“Roberts is a gifted narrator of Civil War history, weaving the experiences and perspectives of the women into a fresh and illuminating account of key battles and events.”-Washington Post
“Cokie Roberts regularly dissects the power dynamics of modern-day Washington. As an author, though, she's demonstrated a special regard for the farther reaches of American history and its behind-the-scenes players.”-New York Times Book Review
With the outbreak of the Civil War, the small, social Southern town of Washington, D.C., found itself caught between warring sides in a battle to determine the future of the United States. Drawing on newspaper articles, government records, and private letters and diaries, many never before published, Capital Dames introduces the resilient and remarkable women of Washington.

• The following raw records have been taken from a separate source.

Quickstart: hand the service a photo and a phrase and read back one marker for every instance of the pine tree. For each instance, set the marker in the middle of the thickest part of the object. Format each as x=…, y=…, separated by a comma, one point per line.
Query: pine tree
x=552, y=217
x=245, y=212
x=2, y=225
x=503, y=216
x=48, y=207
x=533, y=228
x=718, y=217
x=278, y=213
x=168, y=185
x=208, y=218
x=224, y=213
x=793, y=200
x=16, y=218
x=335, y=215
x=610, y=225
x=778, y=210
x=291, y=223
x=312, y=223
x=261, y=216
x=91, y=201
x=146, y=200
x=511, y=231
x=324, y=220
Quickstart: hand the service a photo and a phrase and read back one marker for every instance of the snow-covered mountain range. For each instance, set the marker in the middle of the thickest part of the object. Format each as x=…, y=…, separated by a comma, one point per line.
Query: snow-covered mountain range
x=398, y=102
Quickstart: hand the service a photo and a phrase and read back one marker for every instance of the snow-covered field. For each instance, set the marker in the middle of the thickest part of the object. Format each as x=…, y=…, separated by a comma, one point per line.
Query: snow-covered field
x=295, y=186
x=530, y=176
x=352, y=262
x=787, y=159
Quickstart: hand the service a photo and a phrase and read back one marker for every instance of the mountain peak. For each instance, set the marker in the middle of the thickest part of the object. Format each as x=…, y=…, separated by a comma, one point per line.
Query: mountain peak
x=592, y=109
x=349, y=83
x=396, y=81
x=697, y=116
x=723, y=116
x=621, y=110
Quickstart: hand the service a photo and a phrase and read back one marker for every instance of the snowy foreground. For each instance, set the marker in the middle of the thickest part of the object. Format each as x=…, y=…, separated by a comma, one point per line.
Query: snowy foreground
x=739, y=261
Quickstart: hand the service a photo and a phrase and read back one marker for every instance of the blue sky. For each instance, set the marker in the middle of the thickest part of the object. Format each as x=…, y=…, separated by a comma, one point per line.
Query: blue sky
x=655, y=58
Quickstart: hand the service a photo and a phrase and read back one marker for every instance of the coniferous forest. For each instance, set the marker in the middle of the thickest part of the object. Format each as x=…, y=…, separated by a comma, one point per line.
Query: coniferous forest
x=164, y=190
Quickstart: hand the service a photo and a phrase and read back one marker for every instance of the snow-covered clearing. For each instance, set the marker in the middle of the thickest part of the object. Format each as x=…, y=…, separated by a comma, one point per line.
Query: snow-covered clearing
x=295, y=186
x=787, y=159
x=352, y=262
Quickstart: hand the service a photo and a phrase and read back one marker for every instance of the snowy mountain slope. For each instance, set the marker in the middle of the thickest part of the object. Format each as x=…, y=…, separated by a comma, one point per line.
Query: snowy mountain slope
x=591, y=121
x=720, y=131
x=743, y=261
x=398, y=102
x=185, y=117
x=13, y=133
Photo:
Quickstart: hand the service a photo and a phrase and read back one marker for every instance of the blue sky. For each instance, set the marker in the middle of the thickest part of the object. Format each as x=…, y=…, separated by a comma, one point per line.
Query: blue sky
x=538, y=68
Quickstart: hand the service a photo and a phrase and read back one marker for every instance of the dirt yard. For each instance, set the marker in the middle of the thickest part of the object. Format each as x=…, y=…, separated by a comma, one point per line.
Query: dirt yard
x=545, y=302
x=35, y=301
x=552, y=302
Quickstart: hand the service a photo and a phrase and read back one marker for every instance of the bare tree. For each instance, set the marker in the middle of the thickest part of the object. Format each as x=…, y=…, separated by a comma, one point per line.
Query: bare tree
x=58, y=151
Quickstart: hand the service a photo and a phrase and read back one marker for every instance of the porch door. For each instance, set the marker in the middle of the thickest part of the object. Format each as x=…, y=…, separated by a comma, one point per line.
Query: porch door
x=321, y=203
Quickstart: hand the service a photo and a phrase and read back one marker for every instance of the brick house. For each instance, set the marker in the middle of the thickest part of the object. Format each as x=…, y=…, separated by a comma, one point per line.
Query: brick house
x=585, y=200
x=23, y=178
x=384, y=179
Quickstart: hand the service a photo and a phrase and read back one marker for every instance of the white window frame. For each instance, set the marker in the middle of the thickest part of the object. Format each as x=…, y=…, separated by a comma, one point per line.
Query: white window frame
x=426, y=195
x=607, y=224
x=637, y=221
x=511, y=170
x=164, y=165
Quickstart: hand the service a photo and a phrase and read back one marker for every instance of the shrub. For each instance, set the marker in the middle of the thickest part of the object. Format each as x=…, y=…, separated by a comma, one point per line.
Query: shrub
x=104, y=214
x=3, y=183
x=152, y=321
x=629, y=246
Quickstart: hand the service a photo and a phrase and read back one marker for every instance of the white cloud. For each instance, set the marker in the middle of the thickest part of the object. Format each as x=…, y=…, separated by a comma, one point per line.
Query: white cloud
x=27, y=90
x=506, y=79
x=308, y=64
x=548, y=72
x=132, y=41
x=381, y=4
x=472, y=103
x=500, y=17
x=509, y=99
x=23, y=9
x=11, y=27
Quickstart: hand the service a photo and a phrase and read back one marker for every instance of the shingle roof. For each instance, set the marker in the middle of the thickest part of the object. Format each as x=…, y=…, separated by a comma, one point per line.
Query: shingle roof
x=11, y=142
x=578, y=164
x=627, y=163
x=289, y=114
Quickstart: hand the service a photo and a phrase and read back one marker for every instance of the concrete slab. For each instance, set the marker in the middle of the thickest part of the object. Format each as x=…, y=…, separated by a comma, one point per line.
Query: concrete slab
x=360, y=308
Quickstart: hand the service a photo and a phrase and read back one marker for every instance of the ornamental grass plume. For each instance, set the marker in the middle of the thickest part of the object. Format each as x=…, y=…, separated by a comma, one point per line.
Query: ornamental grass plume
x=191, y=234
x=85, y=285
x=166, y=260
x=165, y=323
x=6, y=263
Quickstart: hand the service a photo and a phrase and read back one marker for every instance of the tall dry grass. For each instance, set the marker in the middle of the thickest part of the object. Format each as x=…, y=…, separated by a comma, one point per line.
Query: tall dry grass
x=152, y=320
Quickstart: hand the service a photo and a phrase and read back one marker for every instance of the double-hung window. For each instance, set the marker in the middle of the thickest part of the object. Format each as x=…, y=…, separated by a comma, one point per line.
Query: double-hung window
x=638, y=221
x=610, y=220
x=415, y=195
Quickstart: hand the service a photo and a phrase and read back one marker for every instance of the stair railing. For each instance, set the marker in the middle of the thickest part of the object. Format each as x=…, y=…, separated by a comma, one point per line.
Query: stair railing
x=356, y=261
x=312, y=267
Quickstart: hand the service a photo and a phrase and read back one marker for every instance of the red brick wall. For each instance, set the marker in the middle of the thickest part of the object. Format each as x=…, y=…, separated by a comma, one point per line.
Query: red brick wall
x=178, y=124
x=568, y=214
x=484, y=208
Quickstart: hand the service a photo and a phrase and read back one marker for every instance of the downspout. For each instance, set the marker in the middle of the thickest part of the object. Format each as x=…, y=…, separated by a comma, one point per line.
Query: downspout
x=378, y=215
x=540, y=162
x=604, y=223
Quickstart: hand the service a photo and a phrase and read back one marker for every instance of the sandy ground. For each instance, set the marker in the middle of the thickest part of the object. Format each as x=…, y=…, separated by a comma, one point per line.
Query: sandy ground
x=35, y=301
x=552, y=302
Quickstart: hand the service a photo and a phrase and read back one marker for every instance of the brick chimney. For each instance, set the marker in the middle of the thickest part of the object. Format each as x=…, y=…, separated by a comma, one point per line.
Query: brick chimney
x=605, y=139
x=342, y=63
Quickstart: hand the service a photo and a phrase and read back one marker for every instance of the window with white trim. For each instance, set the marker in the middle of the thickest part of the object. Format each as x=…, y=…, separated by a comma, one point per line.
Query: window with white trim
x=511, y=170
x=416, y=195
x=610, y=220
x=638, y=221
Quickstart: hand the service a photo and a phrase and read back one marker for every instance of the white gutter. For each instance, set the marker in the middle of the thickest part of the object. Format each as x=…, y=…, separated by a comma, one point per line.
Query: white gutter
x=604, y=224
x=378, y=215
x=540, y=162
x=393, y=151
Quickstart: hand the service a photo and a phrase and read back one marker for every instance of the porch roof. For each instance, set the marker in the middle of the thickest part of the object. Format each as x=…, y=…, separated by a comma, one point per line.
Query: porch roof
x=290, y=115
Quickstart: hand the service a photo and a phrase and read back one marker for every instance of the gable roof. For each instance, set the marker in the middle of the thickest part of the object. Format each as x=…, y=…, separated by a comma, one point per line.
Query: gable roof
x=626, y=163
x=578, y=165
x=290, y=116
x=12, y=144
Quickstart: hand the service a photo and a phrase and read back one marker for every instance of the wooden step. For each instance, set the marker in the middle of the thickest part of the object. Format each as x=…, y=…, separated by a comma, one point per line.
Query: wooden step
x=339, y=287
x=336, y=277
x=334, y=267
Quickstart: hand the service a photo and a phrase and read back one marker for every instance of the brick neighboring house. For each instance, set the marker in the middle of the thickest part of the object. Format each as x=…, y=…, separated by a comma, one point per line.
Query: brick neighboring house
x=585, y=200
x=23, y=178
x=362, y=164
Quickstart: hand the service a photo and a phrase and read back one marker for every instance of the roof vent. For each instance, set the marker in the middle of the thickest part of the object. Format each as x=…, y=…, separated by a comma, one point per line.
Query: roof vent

As the war remodeled the city first into an immense Union Army camp and later a hospital, women enlisted as nurses, supply organizers, relief workers, and journalists. Many risked their lives making munitions, toiled at the Treasury Department printing greenbacks to finance the war, and sewed canvas gunpowder bags for the troops at the Navy Yard. In this compelling story of a Southern society town's transformation into a center of national power, Roberts shows us how the Capital City spread its influence as a result of the war and how the women who had once been self-described “belles” evolved into purposeful activists, writers, and organizers, changing forever the role of women in American society.